Des mouches sortent alors de la blessure de son ventre, et très franchement, c’était dégueulasse à voir. J’ai rarement eu de pareils haut-le-cœur, pas étonnant que Fenna s’évanouisse. Et la réaction de Ben à son arrivée, c’était hilarant. Des mouches ! Nous y voilà : des mouches sont responsables du chant et des marques sur les corps des prêtres, car les larves provoquent aussi les cicatrices en forme de spirale.

En les privant d’oxygène avec du vin béni, les prêtres ont poussé les mouches à sortir, même si ce n’était pas leur intention première. Et voilà. L’explication de Ben est hyper rationnelle et rassurante, mais il n’empêche pas que quand David lui reproche de toujours être capable de tout expliquer, Ben le rassure en lui soulignant qu’il ne peut pas expliquer les prêtres et les personnes faisant vœux de silence.

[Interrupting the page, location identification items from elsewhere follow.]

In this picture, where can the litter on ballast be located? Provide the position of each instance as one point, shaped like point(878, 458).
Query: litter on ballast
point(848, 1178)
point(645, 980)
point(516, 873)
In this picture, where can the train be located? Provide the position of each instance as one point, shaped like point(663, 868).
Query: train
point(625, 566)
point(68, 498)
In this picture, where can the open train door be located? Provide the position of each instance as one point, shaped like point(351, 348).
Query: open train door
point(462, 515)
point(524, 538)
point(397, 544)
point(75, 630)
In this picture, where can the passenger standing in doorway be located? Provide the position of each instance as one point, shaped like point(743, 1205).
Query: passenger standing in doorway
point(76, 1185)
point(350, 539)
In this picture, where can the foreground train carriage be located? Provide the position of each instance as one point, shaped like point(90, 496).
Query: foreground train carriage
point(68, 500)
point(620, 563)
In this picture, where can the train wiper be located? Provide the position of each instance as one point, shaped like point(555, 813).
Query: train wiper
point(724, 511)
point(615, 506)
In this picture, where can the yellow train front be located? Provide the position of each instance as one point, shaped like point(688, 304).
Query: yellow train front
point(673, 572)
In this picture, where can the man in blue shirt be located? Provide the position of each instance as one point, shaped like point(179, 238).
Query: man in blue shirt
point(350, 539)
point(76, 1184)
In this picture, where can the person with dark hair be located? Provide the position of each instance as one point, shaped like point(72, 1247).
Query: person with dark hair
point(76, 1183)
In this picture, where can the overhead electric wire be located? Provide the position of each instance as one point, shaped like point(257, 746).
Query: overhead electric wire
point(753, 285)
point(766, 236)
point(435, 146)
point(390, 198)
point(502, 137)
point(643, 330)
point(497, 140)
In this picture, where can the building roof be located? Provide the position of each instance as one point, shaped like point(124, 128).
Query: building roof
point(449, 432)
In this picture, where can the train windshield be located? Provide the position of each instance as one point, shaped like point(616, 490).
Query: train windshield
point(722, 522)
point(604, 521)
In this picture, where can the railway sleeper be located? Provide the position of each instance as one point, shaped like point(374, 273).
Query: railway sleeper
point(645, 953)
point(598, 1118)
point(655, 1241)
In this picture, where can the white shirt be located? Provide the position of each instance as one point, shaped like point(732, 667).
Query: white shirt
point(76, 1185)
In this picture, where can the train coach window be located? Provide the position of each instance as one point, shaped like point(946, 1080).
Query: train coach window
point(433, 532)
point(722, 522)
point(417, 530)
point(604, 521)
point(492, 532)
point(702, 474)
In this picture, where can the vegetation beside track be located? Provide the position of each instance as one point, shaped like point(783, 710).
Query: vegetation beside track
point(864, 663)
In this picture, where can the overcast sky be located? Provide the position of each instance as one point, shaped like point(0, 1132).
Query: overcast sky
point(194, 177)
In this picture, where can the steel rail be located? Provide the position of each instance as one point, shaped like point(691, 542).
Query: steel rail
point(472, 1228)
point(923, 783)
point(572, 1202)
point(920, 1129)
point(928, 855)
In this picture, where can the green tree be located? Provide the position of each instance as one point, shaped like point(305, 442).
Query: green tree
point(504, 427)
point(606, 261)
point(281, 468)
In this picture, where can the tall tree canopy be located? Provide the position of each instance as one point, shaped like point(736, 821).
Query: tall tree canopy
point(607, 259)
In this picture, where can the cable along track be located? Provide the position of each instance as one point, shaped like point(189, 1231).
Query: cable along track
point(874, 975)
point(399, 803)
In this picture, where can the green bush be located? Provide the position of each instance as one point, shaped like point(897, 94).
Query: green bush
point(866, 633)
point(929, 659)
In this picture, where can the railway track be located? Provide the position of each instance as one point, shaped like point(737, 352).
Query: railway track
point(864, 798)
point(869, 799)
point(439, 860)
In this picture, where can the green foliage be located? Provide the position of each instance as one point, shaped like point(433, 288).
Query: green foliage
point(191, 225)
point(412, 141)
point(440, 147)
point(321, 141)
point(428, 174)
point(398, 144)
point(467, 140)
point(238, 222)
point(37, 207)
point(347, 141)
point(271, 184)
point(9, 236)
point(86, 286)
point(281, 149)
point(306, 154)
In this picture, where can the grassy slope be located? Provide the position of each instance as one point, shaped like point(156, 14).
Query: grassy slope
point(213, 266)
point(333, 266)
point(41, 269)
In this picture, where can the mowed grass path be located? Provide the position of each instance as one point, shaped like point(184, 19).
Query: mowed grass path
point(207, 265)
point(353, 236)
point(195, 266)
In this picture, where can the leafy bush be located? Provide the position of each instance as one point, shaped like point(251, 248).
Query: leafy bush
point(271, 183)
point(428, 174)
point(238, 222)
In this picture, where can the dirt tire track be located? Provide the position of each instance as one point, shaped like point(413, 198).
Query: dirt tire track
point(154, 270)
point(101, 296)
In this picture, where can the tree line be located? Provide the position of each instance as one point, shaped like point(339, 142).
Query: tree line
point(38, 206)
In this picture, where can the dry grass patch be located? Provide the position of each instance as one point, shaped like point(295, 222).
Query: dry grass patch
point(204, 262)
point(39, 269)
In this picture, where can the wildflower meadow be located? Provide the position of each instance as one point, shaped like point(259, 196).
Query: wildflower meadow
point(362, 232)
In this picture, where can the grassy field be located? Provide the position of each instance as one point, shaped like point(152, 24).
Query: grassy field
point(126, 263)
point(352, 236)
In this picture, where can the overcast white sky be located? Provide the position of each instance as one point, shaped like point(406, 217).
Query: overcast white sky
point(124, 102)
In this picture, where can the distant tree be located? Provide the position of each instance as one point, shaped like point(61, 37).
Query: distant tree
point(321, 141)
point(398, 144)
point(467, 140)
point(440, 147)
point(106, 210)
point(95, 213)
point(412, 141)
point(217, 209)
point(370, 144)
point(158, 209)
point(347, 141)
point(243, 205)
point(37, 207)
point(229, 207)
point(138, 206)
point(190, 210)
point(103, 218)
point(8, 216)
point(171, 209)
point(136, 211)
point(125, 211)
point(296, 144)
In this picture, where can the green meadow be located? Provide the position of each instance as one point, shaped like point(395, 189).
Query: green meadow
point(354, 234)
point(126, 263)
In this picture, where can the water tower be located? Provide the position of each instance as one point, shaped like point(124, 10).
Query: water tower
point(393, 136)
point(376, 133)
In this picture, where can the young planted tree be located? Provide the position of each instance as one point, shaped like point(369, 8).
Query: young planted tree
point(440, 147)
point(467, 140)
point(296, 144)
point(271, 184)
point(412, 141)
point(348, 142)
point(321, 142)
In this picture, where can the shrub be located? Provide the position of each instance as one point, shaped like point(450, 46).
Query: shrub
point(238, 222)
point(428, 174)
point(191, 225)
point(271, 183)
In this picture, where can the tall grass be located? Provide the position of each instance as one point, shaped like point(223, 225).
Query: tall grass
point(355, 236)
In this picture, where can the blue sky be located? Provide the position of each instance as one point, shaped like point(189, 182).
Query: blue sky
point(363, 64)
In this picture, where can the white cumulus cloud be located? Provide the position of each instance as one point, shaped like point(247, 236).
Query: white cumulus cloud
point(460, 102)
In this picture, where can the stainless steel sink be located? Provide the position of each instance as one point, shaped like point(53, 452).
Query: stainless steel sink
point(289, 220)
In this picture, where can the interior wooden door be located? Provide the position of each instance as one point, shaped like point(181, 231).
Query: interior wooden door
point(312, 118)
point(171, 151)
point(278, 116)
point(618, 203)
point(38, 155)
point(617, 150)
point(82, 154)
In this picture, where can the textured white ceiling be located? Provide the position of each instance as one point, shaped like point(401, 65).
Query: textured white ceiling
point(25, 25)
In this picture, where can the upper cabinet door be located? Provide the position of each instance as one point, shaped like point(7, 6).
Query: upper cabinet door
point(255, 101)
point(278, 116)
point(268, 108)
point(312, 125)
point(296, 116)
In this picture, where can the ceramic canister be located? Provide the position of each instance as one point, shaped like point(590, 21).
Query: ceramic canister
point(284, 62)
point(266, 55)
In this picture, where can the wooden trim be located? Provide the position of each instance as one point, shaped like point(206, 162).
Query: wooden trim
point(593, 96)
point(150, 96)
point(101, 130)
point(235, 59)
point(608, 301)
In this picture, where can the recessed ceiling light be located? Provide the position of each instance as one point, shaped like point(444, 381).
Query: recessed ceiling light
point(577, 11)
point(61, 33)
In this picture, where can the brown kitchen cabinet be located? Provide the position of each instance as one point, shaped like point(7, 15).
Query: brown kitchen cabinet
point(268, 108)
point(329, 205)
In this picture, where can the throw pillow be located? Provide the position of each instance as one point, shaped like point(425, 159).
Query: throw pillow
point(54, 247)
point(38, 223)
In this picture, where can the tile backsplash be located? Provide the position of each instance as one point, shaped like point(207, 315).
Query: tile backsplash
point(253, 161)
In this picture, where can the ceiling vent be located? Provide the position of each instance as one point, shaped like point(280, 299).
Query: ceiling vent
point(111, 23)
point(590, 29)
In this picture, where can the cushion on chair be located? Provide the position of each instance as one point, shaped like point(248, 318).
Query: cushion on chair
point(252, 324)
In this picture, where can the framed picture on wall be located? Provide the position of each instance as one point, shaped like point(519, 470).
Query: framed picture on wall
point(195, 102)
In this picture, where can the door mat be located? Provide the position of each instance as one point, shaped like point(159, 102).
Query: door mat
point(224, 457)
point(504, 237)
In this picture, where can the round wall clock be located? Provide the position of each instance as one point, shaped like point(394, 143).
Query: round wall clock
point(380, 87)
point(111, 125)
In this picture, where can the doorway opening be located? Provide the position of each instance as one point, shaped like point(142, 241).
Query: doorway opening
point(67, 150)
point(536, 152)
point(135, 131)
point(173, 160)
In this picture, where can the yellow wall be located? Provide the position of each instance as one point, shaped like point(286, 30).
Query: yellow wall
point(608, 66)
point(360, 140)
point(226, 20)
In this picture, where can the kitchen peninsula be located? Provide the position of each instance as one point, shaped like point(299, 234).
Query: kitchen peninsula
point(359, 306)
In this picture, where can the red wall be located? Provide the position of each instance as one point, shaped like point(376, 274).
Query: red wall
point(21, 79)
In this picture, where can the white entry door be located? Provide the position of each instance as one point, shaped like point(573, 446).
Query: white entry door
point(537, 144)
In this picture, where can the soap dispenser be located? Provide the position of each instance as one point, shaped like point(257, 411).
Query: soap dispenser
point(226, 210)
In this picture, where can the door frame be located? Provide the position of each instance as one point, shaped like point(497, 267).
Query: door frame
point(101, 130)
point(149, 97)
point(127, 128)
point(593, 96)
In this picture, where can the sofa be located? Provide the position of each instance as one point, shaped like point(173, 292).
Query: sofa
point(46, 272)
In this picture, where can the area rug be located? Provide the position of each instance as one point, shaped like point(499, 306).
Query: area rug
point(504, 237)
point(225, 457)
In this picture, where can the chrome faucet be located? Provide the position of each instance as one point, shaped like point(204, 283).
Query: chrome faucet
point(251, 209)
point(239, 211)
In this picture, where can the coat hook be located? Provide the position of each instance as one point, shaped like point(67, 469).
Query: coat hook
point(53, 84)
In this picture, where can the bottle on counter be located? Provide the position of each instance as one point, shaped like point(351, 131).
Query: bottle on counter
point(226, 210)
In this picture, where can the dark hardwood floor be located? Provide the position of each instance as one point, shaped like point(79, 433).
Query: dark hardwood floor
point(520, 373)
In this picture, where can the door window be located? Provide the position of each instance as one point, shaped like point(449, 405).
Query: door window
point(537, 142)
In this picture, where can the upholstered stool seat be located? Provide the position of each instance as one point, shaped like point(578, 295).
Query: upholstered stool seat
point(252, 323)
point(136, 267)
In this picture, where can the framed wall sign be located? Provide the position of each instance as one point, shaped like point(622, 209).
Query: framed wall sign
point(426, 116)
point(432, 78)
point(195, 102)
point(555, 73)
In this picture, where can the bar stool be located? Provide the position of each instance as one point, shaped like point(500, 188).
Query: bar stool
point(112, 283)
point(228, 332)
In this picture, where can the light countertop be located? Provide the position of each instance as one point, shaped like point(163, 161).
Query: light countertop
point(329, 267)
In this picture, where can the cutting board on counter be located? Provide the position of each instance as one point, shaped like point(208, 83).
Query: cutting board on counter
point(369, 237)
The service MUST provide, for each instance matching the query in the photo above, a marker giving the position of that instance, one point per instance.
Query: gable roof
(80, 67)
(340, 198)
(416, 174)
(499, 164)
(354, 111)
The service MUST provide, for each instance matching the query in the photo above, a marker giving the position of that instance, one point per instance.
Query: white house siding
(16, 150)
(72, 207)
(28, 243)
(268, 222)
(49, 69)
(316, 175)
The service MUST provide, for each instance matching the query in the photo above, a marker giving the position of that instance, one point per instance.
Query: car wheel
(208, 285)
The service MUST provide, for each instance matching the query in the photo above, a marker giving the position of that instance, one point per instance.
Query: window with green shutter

Et même si David n’est pas prêt à se taire, il trouve tout de même admirable et enviable la paix relative dans laquelle tout le monde semble être.

Allez, c’est bien beau ces considérations philosophiques, mais il faut encore finir l’épisode en faisant sortir toutes les mouches des corps de tout le monde. C’est horrible, mais c’est vite expédié pour en arriver à une conclusion toute mignonne où Kristen veille sur Fenna.

Les mouches ? Elles venaient du tombeau du prêtre et de la crypte sous le monastère. Il n’en faut pas plus pour rapidement remettre le prêtre dans son caveau. Cela ne nous explique pas vraiment les traces de clou ou le corps impeccablement conservé du père Thomas, par contre. Peut-être en sera-t-il question dans un autre épisode, peut-être que les mouches dans sa bouche (erk cette scène) suffisent à expliquer la conservation du corps.

En tout cas, le « I want you » est révélé être une erreur d’interprétation de David : c’est un prêtre qui veut de lui… dans son monastère. David décline, assurant que Dieu a besoin de lui ailleurs, et est alors prêt à partir. Le 8 mars, comme c’est ironique après un tel épisode plein de misogynes, voilà donc nos héros qui récupèrent un portable chacun, et Kristen qui obtient une bouteille gratuite de Fenna qui lutte contre la tentation de lui faire un câlin. C’est triste. Les adieux sont rapidement faits, mais Kristen lui a au moins laisser son t-shirt féministe.